I’ve walked into infrastructure review meetings expecting to talk about AI acceleration, only to spend the entire time on a different problem: Why the cloud footprint kept growing even though application demand had flattened. Teams had modernized aggressively. Platform leaders were confident, and contracts were up to date. Yet, spend curves no longer matched business growth.
More concerning, new AI workloads were forcing questions we thought had already been answered about where systems belonged. That shift changed how I think about cloud strategy. The issue wasn’t whether we were “cloud-first” or not. It was whether we had designed for movement at all. That was the moment I stopped treating workload placement as a destination and started treating it as a reversible operating capability.
When the cloud stopped feeling permanent
Early cloud programs were driven by urgency. On-prem provisioning was slow, capital cycles were painful, and engineering teams needed speed. Cloud solved those problems almost immediately. What it didn’t solve was discipline. We built for velocity, not longevity. Cost attribution lagged. Data gravity went unmeasured. Compliance controls were layered on after the fact, and once workloads stabilized, few teams revisited the original placement assumptions. Over time, cloud quietly shifted from a friction reducer to another fixed cost.
When I began mapping placement decisions to operational behavior, a pattern emerged. Only a fraction of workloads truly benefited from elasticity. Most were steady-state systems with predictable demand, fixed data gravity, and tightening regulatory requirements. IDC’s research on missed expectations in cloud computing validated our internal observations: most repatriation is selective, not ideological, with organizations moving specific workloads to improve cost predictability, governance, and operational fit rather than abandoning cloud altogether. That insight forced a reset. We weren’t reversing decisions; we were correcting assumptions. I no longer believe the cloud was wrong—permanence was the flawed assumption.
How AI and regulation rewired infrastructure assumptions
Nothing exposed the limits of default cloud placement faster than production AI. Early experimentation worked beautifully with burst training jobs, proof-of-concept pipelines, and ephemeral datasets. Once models moved into daily operations, the economics changed. Inference loads stabilized, data volumes exploded, and GPU utilization became a first-order variable. Teams found themselves paying for capacity that wasn’t elastic at all.
At the same time, regulatory expectations tightened. It was no longer sufficient to claim that data was encrypted or compliant.
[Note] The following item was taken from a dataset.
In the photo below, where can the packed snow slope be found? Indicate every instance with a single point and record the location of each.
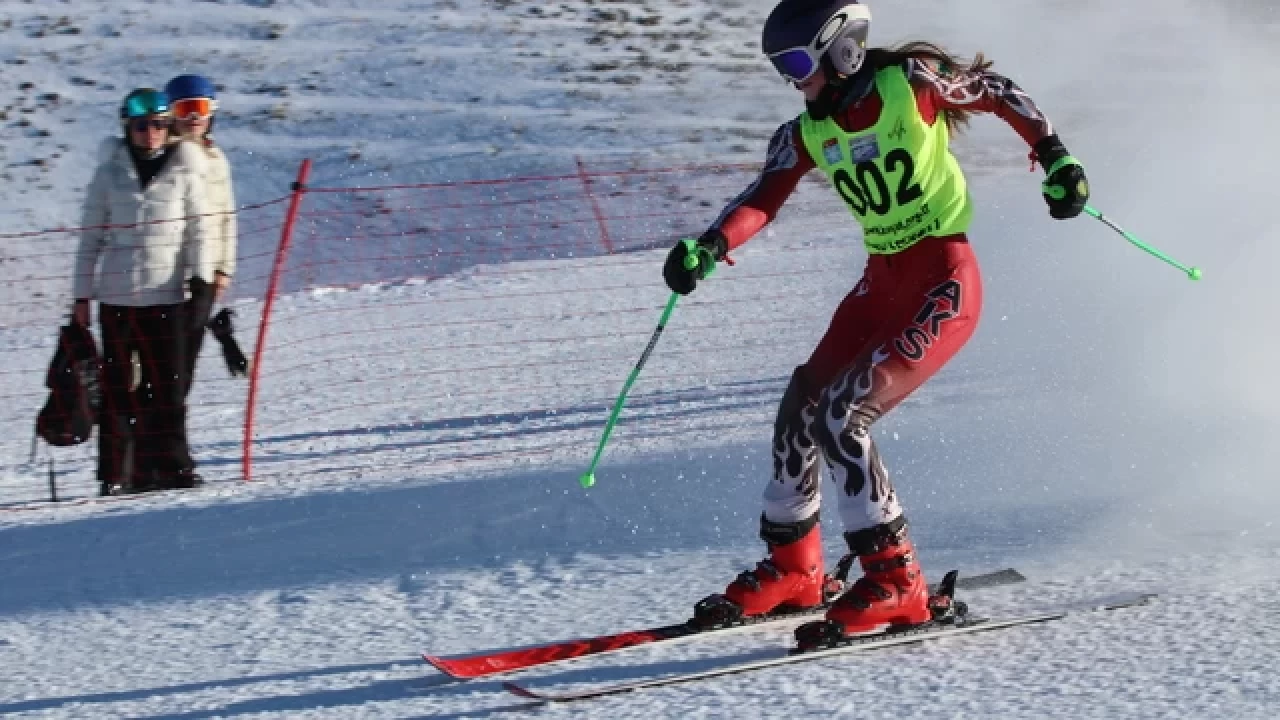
(1109, 428)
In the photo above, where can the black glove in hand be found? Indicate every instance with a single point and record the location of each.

Leaders had to demonstrate where encryption keys were controlled, how cross-domain data flowed and which systems retained sensitive artifacts. Those were not policy questions. They were platform questions. BCG’s research on cloud sovereignty and governance mirrored this experience, showing that placement decisions are increasingly shaped by regulatory posture and operational waste as much as by technical capability. McKinsey’s analysis of AI-driven infrastructure demand further clarified what many teams were struggling to quantify: high-density compute behaves differently, with power efficiency, data locality and predictable utilization mattering more than theoretical elasticity. For us, hybrid stopped being transitional and became structural.
Turning replatforming into an operating capability
After the debate over workload location faded, the real work began. The priority shifted from cloud versus on-prem to enabling the organization to change its mind without starting over—and designing for reversibility.
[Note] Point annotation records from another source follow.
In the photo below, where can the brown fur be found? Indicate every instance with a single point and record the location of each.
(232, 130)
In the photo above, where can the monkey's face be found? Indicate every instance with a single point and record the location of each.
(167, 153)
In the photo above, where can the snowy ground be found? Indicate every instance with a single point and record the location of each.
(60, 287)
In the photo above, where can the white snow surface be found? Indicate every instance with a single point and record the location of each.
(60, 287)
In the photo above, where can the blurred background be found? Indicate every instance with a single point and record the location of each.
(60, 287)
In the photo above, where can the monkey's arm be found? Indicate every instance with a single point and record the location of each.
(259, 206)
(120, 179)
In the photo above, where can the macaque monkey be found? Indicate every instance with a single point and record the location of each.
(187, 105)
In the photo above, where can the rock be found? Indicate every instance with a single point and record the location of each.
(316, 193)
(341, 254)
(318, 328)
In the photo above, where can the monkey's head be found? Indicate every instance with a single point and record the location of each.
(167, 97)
To bring rigor without ideology, I began evaluating major systems across five dimensions: cost behavior under steady demand, data gravity and movement friction, compliance sensitivity, performance profile and operational maturity. The score didn’t dictate placement. It dictated attention, with systems showing volatile cost behavior or tightening regulatory exposure flagged for deeper replatforming investment.
Cost also became an architectural constraint. For years, cost management had lived in finance. That had to change. We embedded cost visibility directly into engineering workflows, so platform decisions were informed before spend occurred rather than after. McKinsey’s FinOps research reinforced this direction, arguing that sustainable cloud governance only works when cost controls are embedded in delivery pipelines rather than retrofitted during quarterly reviews.
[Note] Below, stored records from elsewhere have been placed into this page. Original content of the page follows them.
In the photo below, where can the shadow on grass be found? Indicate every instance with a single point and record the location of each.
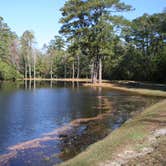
(140, 85)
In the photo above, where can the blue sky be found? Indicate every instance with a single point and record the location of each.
(42, 16)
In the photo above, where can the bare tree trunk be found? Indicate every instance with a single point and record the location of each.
(26, 75)
(100, 70)
(51, 72)
(65, 71)
(30, 70)
(94, 74)
(73, 66)
(34, 66)
(78, 66)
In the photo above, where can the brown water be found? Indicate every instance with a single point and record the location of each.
(48, 123)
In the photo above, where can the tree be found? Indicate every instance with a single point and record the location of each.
(27, 41)
(85, 21)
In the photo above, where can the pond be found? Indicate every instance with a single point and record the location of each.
(47, 123)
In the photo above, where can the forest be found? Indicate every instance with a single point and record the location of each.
(95, 41)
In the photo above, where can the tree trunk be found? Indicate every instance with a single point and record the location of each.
(26, 71)
(34, 66)
(65, 71)
(78, 66)
(94, 73)
(100, 70)
(51, 72)
(30, 76)
(73, 70)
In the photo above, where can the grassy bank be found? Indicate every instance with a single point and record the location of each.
(132, 134)
(143, 90)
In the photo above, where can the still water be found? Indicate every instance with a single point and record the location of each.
(48, 123)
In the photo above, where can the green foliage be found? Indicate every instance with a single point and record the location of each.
(8, 73)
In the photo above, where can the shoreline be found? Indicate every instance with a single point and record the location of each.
(136, 136)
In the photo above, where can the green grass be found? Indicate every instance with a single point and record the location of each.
(130, 133)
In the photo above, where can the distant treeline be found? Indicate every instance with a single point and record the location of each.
(95, 43)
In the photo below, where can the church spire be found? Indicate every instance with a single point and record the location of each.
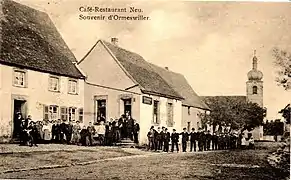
(255, 61)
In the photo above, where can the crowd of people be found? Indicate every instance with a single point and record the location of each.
(101, 132)
(200, 140)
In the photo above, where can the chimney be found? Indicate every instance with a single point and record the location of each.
(114, 41)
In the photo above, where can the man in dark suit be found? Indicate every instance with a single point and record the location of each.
(185, 139)
(161, 144)
(33, 134)
(63, 131)
(166, 140)
(130, 127)
(175, 140)
(214, 141)
(135, 131)
(201, 140)
(23, 132)
(159, 139)
(69, 132)
(150, 136)
(208, 140)
(91, 131)
(193, 139)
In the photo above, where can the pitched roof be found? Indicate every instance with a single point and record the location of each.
(211, 99)
(142, 72)
(180, 85)
(29, 39)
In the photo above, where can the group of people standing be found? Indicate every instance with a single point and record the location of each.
(200, 140)
(101, 132)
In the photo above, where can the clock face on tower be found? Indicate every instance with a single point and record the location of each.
(254, 84)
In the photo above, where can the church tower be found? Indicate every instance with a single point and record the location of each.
(255, 84)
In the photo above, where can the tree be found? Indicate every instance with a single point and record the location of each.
(237, 112)
(283, 62)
We decoupled data from compute wherever possible, not just for portability, but to preserve placement optionality. Movement became expected, and we assumed workloads would move again and designed them accordingly.
To understand whether this was becoming a real operating capability, we also changed what we measured. Instead of tracking how many systems were “in the cloud,” we tracked placement reversals executed without incident, the time required to relocate high-value workloads, unit economics stability over six-month cycles, reductions in compliance exceptions tied to infrastructure , and AI workload cost predictability. Those indicators revealed whether replatforming was becoming a true operating capability rather than a one-time project.
What this all adds up to
Repatriation is not retreat. Replatforming is not indecision. Together, they signal maturity, not ideology. As 2026 approaches, outperforming organizations will be defined by how deliberately they decide and how easily they adapt as conditions shift. That is the cloud story no one wants to tell.